Our infrastructure investment program has meaningful exposure to digital assets across data centres, fibre connections, and telecommunication towers and by doing so are benefiting from a structural tailwind.
Client portfolios are participating in Goodman Group, Sonic Healthcare, BHP, and a clutch of global names
One of our equity holdings, Goodman Group, a major developer of logistics and warehouse space globally, is a prominent example of how real estate is pivoting toward AI-driven infrastructure. Over half of Goodman’s nearly A$14 billion development work-in-progress pipeline is now dedicated to data centres spanning the US, Europe, Asia, and Australia.16
Two further examples from Australian companies held in portfolios we manage for our clients — Sonic Healthcare, and BHP — powerfully illustrate the multifaceted nature of AI. Technologies typically perform a narrow range of functions exceptionally well. AI, by contrast, is both a horizontal as well as vertical capability.
Sonic Healthcare provides medical services including radiology, and general practice medicine, however, pathology accounts for around 85% of the company’s revenue.
Pathology margins are constantly under pressure as payers — governments and insurers — are not inclined to increase pathology reimbursements, even as costs rise on the back of new and more expensive diagnostic equipment, and specialist and employee remuneration. For its part, Sonic cannot simply increase prices at the rate of cost increases.
Subsequently, lifting productivity is key to margin-protection. Streamlining collections and higher throughput have been two traditional ways of doing so. Now, Sonic, in concert with a joint-venture partner, and in a first stage medical trial, is leaning on AI diagnostic tools to conduct first step analysis of biopsies to shave costs as well as speed up diagnosis.

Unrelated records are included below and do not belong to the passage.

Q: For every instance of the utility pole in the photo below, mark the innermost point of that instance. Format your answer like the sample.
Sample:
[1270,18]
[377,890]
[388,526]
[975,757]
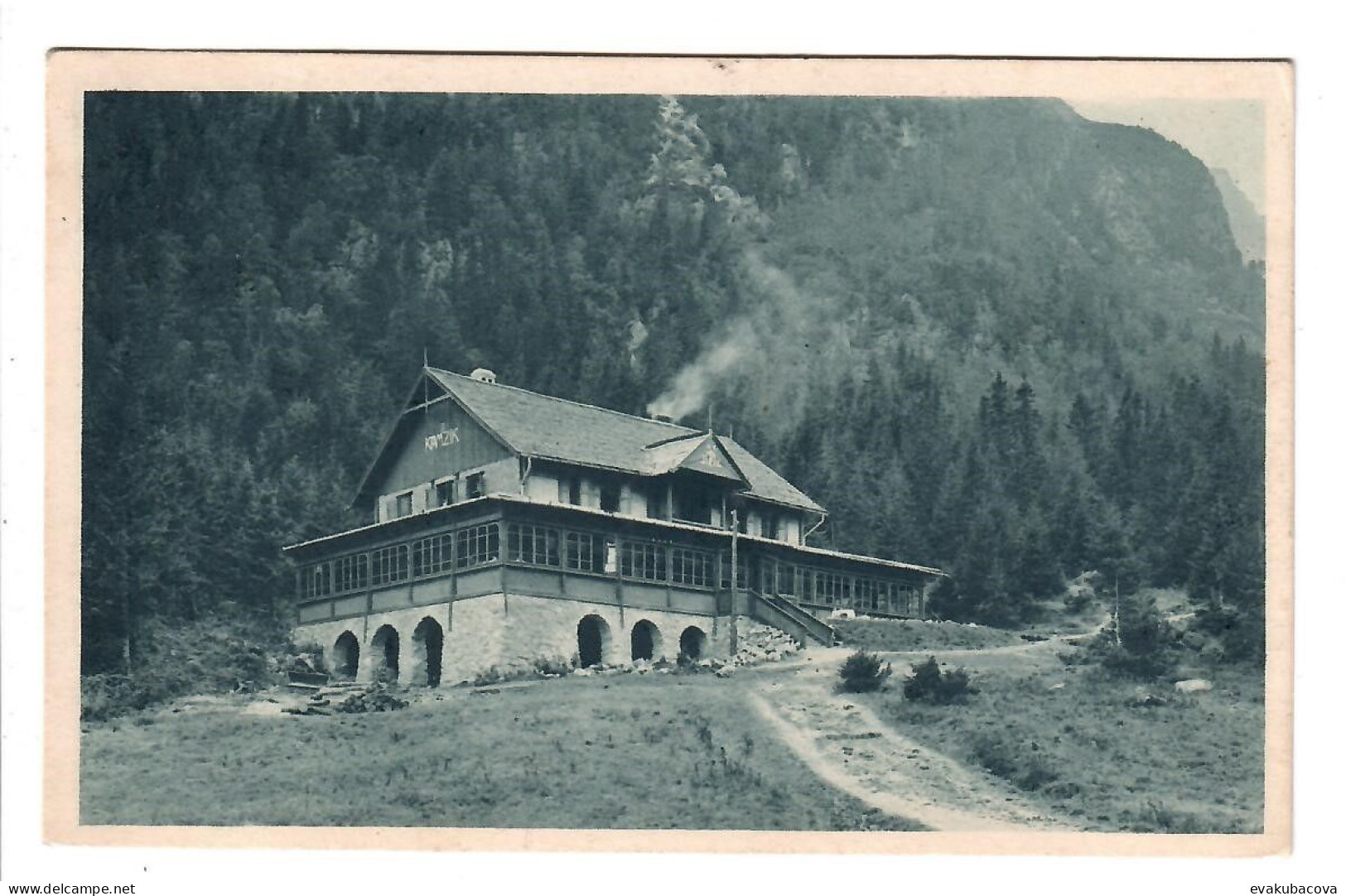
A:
[734,583]
[1116,609]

There are other benefits too for Sonic. Medical trials usually culminate in binary outcomes — if successful, trials can progress and hopefully, commercialised. If unsuccessful, the journey ends with no compensation for costs involved.
However, even if the current trial ends unsuccessfully, AI can use data and insights gained for other projects. So, at the very least, AI improves the economics of such exercises.
BHP, the world’s biggest resources company, has been using autonomous vehicles at mining sites, and AI for predictive maintenance. It’s also deploying AI to improve workplace safety by providing employees with helmets that monitor brainwaves to detect signs of fatigue.
Meanwhile, our global equity portfolios maintain significant exposure to companies central to the AI ecosystem — Microsoft, NVIDIA, Amazon, Meta Platforms, Broadcom, Alphabet, and Taiwan Semiconductor among them.
While AI is one of the structural themes informing our investment thinking, as ever, we remain firmly committed to diversification. Our clients’ portfolios are spread across thousands of securities, assets, sectors, and geographies, ensuring no single trend — no matter how compelling — dominates performance outcomes.
AI is an extraordinary technological force, but, like many major innovations, its commercial impact will take time to fully materialise. The current wave of exuberance has propelled certain companies to extraordinary heights, but the broader business community is still working out how to extract durable value.
Patience, discipline, and strategic clarity will be essential in navigating the transition from AI promise to AI performance.